|Arabian Post Special| The relentless plunge in oil price, which analysts are likening to the crash of 1990s, and its serious implications on spending plans are putting the focus back on the Gulf currencies’ dollar peg, including that of the UAE dirham.
Despite consistent backing for the dollar peg from all possible channels, including the monetary authorities, the debate is back with a bang. And the market is increasingly betting in favour of a change.
Although Saudi Arabia has vehemently defended the Saudi riyal’s peg to the dollar so far, the country’s monetary agency Sama will find it really tough to maintain status quo, as it is burning through its reserves to fund the $120 billion fiscal deficit.
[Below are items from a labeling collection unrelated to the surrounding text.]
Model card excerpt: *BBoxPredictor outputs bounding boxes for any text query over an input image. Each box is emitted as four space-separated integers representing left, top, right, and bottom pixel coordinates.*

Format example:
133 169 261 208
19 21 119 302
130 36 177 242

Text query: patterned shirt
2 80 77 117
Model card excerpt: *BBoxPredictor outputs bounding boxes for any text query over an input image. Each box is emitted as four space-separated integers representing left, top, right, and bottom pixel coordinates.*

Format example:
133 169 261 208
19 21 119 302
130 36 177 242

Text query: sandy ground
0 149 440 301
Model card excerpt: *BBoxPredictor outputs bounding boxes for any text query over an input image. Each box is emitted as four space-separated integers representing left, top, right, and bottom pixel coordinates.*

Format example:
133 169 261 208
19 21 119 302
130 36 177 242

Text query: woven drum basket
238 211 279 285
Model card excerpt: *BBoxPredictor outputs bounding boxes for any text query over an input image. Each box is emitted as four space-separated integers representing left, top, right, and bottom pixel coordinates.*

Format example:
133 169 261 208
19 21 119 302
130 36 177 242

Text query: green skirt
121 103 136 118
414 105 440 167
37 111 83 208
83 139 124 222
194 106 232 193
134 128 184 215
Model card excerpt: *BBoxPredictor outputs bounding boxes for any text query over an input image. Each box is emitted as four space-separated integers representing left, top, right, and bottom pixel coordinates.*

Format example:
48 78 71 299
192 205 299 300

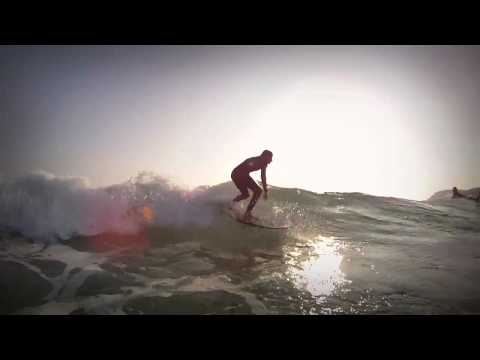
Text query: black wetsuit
231 157 267 195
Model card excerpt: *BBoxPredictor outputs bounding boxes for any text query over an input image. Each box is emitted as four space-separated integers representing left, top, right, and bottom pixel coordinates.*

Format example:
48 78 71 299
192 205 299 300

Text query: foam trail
0 172 218 240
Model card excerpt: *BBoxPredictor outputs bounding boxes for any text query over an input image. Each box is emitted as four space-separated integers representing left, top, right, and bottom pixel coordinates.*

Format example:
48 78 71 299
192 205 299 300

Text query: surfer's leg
245 176 262 215
232 176 250 202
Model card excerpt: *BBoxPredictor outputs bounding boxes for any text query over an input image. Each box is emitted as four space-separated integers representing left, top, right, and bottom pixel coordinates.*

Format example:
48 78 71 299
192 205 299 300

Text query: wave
0 172 480 241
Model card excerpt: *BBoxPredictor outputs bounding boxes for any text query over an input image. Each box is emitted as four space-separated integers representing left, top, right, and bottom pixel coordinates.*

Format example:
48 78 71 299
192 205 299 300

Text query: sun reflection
287 235 347 302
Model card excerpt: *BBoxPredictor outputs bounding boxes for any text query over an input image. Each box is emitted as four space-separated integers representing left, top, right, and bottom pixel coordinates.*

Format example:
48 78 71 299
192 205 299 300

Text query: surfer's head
260 150 273 164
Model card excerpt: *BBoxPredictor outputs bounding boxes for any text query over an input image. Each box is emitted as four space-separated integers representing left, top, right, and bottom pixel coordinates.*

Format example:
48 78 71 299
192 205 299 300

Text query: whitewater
0 173 480 315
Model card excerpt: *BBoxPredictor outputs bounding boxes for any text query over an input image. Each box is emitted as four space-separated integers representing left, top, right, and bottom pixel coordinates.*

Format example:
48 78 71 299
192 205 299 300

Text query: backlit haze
0 46 480 200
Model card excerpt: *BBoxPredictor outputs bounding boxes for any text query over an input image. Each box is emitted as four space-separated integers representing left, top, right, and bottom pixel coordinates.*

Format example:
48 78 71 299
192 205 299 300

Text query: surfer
452 186 480 202
231 150 273 221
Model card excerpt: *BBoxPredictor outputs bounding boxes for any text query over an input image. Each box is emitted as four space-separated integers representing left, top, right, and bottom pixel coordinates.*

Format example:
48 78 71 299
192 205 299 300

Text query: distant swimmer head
260 150 273 164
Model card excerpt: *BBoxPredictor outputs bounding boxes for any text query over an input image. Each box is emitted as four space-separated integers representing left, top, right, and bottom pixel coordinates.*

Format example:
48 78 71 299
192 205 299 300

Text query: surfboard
226 207 290 230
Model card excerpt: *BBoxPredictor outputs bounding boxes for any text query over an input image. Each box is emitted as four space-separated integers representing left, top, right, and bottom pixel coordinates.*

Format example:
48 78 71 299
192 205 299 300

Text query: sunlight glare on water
287 235 347 302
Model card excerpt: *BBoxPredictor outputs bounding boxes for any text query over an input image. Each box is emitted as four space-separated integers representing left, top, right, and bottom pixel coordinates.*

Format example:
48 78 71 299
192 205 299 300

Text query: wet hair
261 150 273 158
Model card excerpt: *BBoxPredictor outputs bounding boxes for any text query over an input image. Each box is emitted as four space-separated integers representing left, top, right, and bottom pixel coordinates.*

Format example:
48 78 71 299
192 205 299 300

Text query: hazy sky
0 46 480 200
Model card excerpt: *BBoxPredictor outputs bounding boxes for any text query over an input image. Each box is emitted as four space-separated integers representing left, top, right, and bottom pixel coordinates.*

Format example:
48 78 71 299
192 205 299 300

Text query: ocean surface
0 173 480 315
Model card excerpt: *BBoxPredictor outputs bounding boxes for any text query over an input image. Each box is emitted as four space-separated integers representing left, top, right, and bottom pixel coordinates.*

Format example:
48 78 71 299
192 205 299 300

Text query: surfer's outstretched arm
262 167 268 200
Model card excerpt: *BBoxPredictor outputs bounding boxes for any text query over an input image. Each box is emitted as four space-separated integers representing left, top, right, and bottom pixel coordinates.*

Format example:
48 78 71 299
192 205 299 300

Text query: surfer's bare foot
243 211 253 222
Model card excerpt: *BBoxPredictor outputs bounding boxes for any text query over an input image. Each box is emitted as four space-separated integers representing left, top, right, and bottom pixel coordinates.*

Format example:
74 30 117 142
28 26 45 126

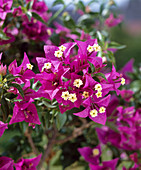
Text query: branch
24 128 38 155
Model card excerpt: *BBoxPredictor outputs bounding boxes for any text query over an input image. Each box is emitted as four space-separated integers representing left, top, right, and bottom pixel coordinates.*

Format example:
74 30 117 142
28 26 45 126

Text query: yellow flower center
92 148 100 156
62 11 68 17
61 91 69 100
69 93 77 103
93 44 101 52
47 29 51 36
90 109 98 117
95 91 102 98
95 84 102 91
82 91 89 98
54 50 63 58
42 62 51 71
73 79 83 88
59 45 66 51
87 45 94 53
99 106 106 113
121 77 125 85
26 64 33 70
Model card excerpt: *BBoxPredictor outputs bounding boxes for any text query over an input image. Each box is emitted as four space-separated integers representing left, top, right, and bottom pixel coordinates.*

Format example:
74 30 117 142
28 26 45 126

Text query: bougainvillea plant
0 0 141 170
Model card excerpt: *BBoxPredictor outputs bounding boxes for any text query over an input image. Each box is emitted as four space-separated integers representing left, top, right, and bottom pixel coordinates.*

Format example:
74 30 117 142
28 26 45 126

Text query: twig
38 127 57 170
25 128 38 155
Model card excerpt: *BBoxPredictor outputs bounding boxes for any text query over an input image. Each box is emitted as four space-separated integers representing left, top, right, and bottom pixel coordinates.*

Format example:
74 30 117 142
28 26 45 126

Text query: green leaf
48 5 66 25
8 83 24 98
32 12 47 25
76 1 85 12
50 33 60 46
26 11 32 21
52 0 64 6
108 41 126 49
94 73 107 81
1 96 9 121
26 1 34 10
0 30 10 40
56 112 67 130
97 31 103 41
18 0 24 6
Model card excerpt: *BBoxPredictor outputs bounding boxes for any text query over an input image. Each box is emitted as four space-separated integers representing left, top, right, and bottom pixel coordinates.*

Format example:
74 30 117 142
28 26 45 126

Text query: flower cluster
0 154 42 170
78 145 118 170
35 39 125 124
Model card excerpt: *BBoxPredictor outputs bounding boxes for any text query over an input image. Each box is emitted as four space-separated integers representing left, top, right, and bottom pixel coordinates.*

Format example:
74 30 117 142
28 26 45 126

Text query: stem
38 127 57 170
25 128 38 155
38 120 93 170
55 122 93 144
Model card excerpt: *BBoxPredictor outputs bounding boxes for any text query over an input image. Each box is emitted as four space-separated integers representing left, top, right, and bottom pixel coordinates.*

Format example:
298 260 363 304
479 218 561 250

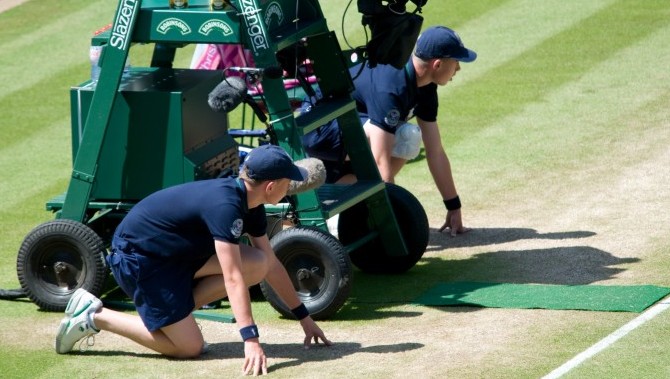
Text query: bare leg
94 245 269 358
193 245 269 309
95 308 204 358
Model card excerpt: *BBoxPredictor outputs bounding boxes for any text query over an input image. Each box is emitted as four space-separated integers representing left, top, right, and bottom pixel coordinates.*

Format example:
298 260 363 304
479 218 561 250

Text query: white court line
542 296 670 379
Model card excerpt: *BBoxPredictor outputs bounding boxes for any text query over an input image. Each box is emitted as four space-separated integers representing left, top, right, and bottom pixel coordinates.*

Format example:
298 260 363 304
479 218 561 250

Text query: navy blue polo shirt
116 178 267 260
349 60 438 133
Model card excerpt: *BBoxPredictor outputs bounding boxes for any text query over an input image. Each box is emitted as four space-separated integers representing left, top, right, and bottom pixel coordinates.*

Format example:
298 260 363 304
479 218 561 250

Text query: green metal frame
53 0 407 256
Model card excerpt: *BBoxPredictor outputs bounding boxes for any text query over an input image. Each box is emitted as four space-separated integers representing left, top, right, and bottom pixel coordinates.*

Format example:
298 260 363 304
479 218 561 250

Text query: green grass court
0 0 670 378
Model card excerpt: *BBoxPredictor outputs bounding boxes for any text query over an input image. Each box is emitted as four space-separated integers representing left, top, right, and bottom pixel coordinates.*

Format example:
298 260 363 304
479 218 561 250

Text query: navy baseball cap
414 26 477 62
244 145 307 181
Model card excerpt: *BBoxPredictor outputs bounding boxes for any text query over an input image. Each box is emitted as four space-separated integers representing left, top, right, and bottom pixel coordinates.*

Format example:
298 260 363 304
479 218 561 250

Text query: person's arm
214 240 267 375
417 117 470 236
363 121 395 183
251 235 332 348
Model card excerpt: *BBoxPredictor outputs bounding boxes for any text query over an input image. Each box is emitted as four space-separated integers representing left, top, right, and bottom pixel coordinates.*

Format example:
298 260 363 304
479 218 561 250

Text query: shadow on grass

It is doubtful if the situation arising out of the price crash can be tackled with raising production alone, making currency readjustment a really strong option.
Dollar forward contracts for the Saudi riyal are rising as investors speculate that the continued slump in oil prices leaves the kingdom with no other option but to abandon the peg.
Forward contracts used to speculate on the Saudi Arabian riyal in the next 12 months jumped to a 13-year high in November, reflecting growing speculation the country will loosen or abandon its dollar peg and allow the currency to weaken for the first time in almost three decades.
Bets for a devaluation of the UAE’s dirham also surged in the past month to the highest in more than six years on September 10. Forward contracts for the UAE dirham are at the highest since 2009, as traders speculate the UAE will also be forced to readjust the exchange rate.
Bank of America-Merrill Lynch noted recently that although most analysts doubt the Saudis will let the riyal weaken anytime soon, that may change if oil prices don’t recover, handing the kingdom a choice between cutting crude production to boost prices or dropping the peg.